My manager sent me an email that said "Let’s have a meeting with Gabriel, Renato, and Sylvia. Please schedule." The message didn’t say how soon, for how long, for what purpose, or whether the meeting should be by phone, in person, or by WebEx.
My manager forwards me email all the time, with just this note: "Please handle this." The only problem is that the email threads are a mile long, and I have no idea what they are about.
To assign a task by email, do what the managers above did not do: provide enough information for the person to complete the task efficiently.
To know what to include, imagine you are talking with the other person. What would he or she ask? Consider these questions: Who? What? Where? How? How soon? When? Why? How many?
In the opening scenario above, the employee needed to know, at a minimum, whom the 20th anniversary tea would honor–one person or many people? And how soon should it be? Later the employee would need to confirm the guest list, the budget for the event, and other details.

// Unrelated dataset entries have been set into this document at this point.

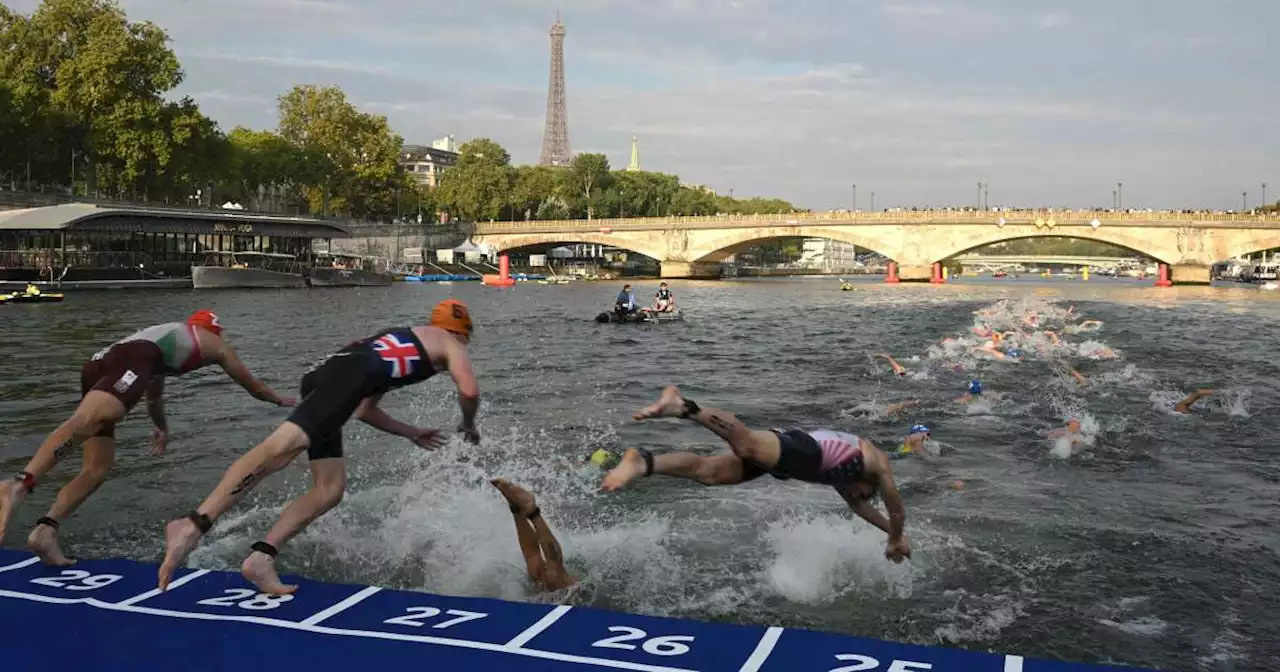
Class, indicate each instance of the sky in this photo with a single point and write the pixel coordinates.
(917, 101)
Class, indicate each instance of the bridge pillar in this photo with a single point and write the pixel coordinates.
(915, 274)
(1189, 274)
(689, 269)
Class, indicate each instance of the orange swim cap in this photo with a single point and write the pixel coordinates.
(452, 315)
(206, 320)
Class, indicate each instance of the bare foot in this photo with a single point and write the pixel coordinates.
(670, 405)
(631, 467)
(259, 568)
(12, 494)
(179, 538)
(519, 497)
(44, 543)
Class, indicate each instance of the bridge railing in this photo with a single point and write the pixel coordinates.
(905, 216)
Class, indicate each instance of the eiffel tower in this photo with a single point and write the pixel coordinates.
(556, 135)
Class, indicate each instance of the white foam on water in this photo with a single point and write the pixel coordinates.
(977, 617)
(1146, 626)
(818, 560)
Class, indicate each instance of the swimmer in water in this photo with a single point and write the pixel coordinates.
(899, 370)
(1072, 429)
(112, 383)
(913, 444)
(1072, 433)
(897, 407)
(1185, 405)
(346, 384)
(849, 464)
(972, 393)
(543, 556)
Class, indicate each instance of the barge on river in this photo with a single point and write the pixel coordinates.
(86, 246)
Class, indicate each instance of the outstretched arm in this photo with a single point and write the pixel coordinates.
(465, 378)
(370, 414)
(892, 504)
(864, 510)
(155, 403)
(234, 368)
(1185, 405)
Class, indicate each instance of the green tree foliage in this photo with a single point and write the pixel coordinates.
(344, 159)
(1055, 246)
(86, 106)
(86, 90)
(480, 186)
(484, 186)
(589, 173)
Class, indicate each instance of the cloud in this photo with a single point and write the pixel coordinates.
(293, 62)
(918, 100)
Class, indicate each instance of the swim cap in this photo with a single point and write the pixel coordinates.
(452, 315)
(206, 320)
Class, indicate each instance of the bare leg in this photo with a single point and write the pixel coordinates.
(759, 447)
(268, 457)
(328, 483)
(554, 575)
(99, 458)
(1185, 405)
(94, 410)
(521, 506)
(720, 470)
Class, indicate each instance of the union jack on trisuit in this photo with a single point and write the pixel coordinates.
(398, 353)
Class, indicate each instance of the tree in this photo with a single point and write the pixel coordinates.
(87, 90)
(590, 172)
(531, 187)
(350, 159)
(479, 186)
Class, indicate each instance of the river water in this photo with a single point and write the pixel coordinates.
(1153, 547)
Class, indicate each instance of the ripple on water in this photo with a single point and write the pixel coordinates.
(1123, 552)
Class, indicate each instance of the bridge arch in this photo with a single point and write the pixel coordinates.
(1249, 245)
(947, 248)
(508, 242)
(720, 247)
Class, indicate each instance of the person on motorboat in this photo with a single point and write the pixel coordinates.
(626, 301)
(663, 301)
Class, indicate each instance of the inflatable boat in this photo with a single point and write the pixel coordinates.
(31, 296)
(639, 316)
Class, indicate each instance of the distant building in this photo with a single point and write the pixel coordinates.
(425, 164)
(635, 155)
(827, 254)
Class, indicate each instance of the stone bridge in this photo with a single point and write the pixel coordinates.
(1187, 243)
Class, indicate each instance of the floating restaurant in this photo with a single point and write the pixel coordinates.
(83, 246)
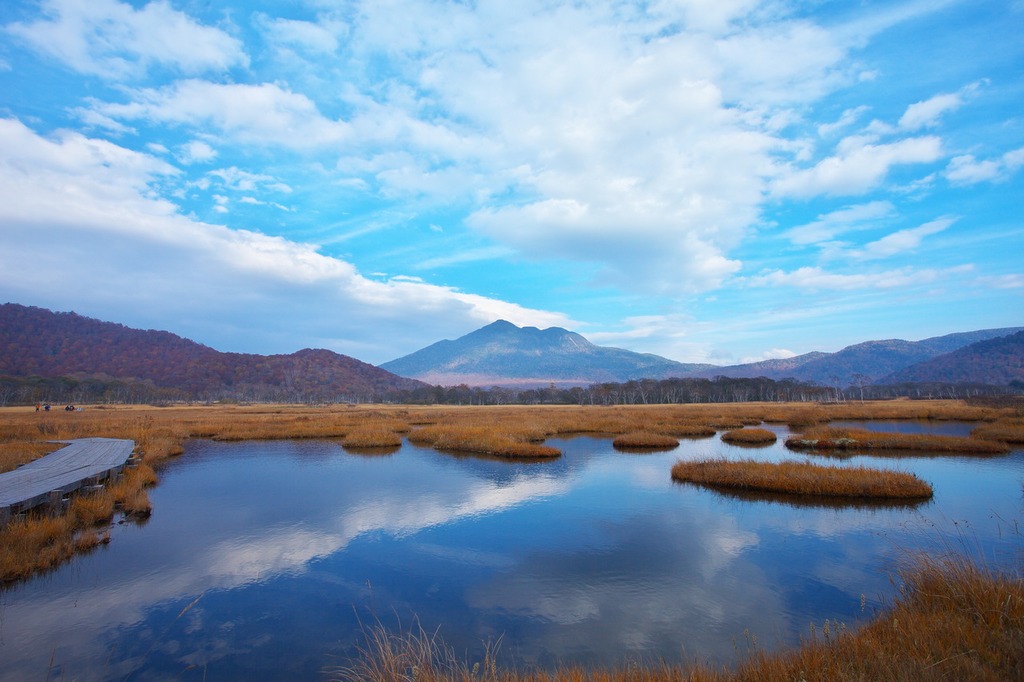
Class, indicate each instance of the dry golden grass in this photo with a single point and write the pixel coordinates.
(860, 439)
(504, 431)
(498, 440)
(950, 621)
(644, 440)
(803, 478)
(372, 435)
(1008, 430)
(13, 455)
(750, 436)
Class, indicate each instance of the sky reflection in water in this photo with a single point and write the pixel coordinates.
(262, 559)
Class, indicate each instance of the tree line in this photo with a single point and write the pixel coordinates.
(80, 390)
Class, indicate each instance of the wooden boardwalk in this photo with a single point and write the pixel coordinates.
(46, 480)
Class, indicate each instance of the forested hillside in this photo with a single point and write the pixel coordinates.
(39, 343)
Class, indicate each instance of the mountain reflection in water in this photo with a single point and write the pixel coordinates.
(265, 560)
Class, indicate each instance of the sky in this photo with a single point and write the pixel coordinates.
(711, 180)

Of course, different people need different amounts of information. An experienced employee may need very little. But someone new to the task may have many questions, even "What’s a 20th anniversary tea?"
Since it may not be easy to recognize all the questions the employee may need answered–especially when you are in a hurry–it makes sense to include something like this:
Let me know if you have questions. You can reach me by phone tomorrow [include the number], or email me.
But how about that long forwarded message, the one that says only "Please handle this"? If you are doing the forwarding, tell the other person what needs to be handled. Taking just a minute to describe the situation (assuming you are aware of it) could save the employee an hour of piecing together what is required. Here is an example of a brief explanation:
Please handle Marty’s request below. As you will see, he wants an exception to the records management policy, and he hasn’t been able to get an answer from the research group. Run it by Dr. Katz, then get back to Marty. Thanks.
As with so many communications, the best practice for assigning a task involves imagining yourself in your reader’s place. How much does your reader know? What does he or she need in order to accomplish the task? Yes, it takes time to think about these questions, but doing so is likely to lead to much better responses and much happier employees–both of which will save us time in the future.